Before their playthrough, one faculty did not know what major/minor were in music. But post experience, he explained how he was now capable of discerning the differences between major and minor music. He explained how major sounded bright, happy, and joyful, while minor evoked feelings of mystery and tension. He really enjoyed the story stage, and the opportunity to apply his learnings through an interactive narrative. He illustrated how he was able to further learn about major and minor in cinematic contexts, by mapping particular emotional scores to certain actions.

In this prototype, our hope was that we could scaffold guests with visual feedback, i.e. the images in the onboarding and the visualizations in the experiential stage, so that they could have visual channels to further understand major/minor. For instance, major music represents a sun, and minor music represents a blue sandstorm. Then, in the story stage, we can remove the visual scaffolding so that guests are forced to focus purely on the sonic feedback channel  – the act of listening. Some faculty loved that we stripped the visuals back and leveraged the immersion of VR to create a space where guests can focus exclusively on the music and sound. However, other faculty were surprised and felt a little bit punished by the lack of the visuals in the story stage. We received additional feedback, asking us to clarify the role of the guest in the story stage. Are they using music to direct or screenwrite the story?
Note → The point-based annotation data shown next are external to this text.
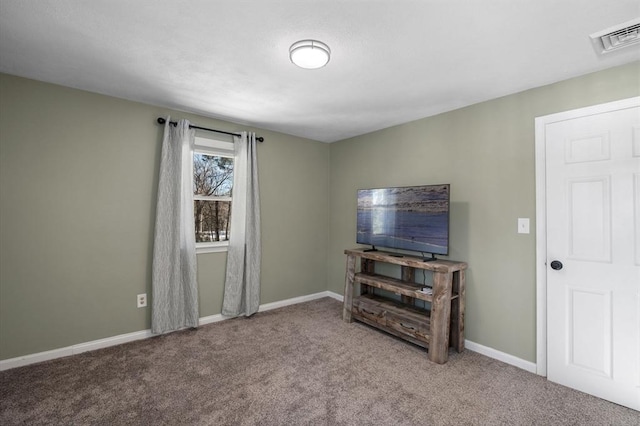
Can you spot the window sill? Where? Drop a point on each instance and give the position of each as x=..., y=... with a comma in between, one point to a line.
x=212, y=248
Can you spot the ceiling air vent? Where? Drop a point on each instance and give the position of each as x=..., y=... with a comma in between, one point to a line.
x=617, y=37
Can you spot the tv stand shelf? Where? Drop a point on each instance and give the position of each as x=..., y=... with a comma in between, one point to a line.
x=435, y=328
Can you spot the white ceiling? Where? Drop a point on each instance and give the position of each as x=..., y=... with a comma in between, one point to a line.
x=392, y=61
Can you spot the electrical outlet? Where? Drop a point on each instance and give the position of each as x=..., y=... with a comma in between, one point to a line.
x=523, y=225
x=142, y=300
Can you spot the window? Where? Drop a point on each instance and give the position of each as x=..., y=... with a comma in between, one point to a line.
x=212, y=193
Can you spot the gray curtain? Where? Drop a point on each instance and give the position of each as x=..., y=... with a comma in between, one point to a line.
x=174, y=285
x=242, y=283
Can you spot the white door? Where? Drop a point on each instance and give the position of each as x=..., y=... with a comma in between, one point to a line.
x=593, y=251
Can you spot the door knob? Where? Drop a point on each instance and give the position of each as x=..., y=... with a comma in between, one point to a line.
x=556, y=265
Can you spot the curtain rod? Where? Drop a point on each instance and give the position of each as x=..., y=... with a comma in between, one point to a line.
x=162, y=120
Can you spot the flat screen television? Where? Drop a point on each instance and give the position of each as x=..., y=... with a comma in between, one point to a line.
x=414, y=218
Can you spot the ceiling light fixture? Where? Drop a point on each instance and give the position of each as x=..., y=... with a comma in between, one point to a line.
x=309, y=54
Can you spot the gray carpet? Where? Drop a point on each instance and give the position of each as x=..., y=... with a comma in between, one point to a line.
x=296, y=365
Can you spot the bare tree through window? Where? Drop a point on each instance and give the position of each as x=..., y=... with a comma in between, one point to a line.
x=212, y=189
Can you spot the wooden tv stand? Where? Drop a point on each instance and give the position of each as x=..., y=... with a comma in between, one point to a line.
x=436, y=328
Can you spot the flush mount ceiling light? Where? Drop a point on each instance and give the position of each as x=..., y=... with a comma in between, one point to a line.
x=309, y=54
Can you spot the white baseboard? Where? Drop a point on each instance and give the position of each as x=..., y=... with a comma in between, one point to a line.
x=144, y=334
x=501, y=356
x=73, y=350
x=138, y=335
In other words, is music being used to set the emotional tone of the piece, or to change the beats of the piece. Similarly, one faculty expressed the wish to match music to the moment, rather than music to the resolution. Another interesting discovery was that one guest expressed support for following a linear path throughout the story, and enjoyed ‘failure’ as a learning mechanism, while another guest desired less fixed interpretation from the system and a focus more on matching music to the tone of a story. 
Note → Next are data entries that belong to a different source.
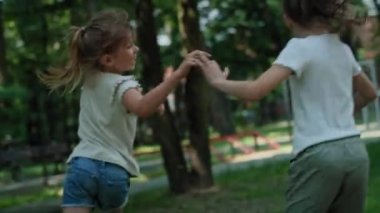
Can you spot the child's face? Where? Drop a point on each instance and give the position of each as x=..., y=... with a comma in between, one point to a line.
x=124, y=58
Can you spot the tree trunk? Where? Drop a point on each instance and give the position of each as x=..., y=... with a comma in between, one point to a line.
x=164, y=130
x=197, y=97
x=3, y=70
x=220, y=113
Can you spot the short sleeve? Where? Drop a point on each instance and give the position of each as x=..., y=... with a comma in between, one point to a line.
x=122, y=85
x=293, y=57
x=356, y=68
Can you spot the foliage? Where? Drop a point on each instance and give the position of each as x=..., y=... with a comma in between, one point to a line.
x=244, y=35
x=12, y=110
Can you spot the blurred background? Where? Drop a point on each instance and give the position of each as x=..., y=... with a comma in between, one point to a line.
x=201, y=128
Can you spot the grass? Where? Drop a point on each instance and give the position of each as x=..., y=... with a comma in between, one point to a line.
x=259, y=189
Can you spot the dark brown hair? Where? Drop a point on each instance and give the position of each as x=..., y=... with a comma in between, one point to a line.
x=102, y=35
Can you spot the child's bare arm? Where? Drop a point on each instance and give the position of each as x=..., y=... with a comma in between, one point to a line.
x=248, y=90
x=145, y=105
x=364, y=91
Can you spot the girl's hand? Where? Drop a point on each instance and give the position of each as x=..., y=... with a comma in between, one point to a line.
x=190, y=60
x=212, y=71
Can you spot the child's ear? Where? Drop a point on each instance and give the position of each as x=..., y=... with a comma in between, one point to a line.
x=106, y=60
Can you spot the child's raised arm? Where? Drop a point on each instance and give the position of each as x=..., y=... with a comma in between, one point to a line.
x=248, y=90
x=145, y=105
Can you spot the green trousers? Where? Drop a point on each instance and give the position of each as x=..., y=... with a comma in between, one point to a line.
x=329, y=177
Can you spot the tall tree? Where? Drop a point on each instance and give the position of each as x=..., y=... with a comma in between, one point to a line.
x=164, y=130
x=197, y=97
x=2, y=46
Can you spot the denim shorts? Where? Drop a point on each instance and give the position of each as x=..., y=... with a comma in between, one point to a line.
x=92, y=183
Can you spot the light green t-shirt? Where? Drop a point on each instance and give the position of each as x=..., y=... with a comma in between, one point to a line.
x=106, y=130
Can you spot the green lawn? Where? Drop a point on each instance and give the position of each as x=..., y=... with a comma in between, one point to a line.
x=258, y=189
x=254, y=190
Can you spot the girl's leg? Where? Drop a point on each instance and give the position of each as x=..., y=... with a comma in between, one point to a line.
x=315, y=177
x=351, y=198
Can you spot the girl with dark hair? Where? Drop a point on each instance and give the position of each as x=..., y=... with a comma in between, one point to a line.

During Softs, we gained more evidence that this prototype is achieving our high-level purpose – to foster musical curiosity through the asking of better musical questions. During a playthrough with one faculty, she remarked she didn’t feel like the experience educated her, but rather functioned as a medium to evoke curiosity and appreciation for music. She explained how next time she is at the Symphony, she would ask herself ‘why the music was doing what it was doing.’ This was a fulfilling takeaway for the team.

Faculty asked us what we would do if we were given more time to develop. With this prototype, we explained how we would spend more time adding genres to the experience so that guests could hear major/minor manipulations in different musical contexts. The current prototype has an ostensible Middle Eastern/Dessert atmosphere and setting, so all the music is set in a certain genre and landscape. By expanding the prototype to incorporate diverse environments and music, guests could better understand how major and minor function in different musical contexts. 
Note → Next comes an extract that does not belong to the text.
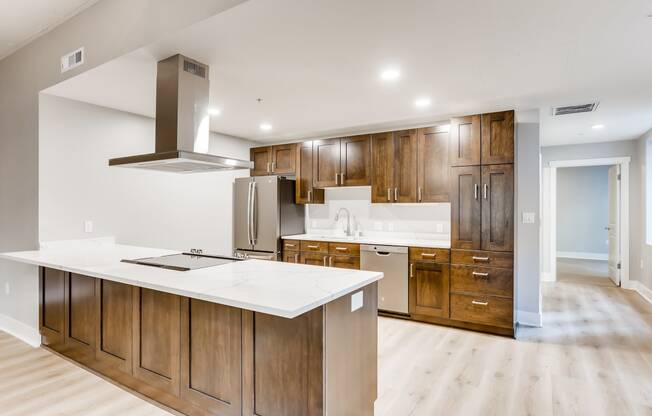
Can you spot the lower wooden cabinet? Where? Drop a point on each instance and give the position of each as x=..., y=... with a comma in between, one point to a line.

In the next week, we will finish our gameplay trailer, write our Post-Mortem and design documentation, and begin preparing for Finals Presentations. We will also iterate to the major/minor prototype by adding a few differenet genres and additional environments for guests to experiment with. Right now, we are set on adding 8-bit, country/folk, and gospel music. Our semester has been a journey most fulfilling, and we look forward to wrapping it on a great note.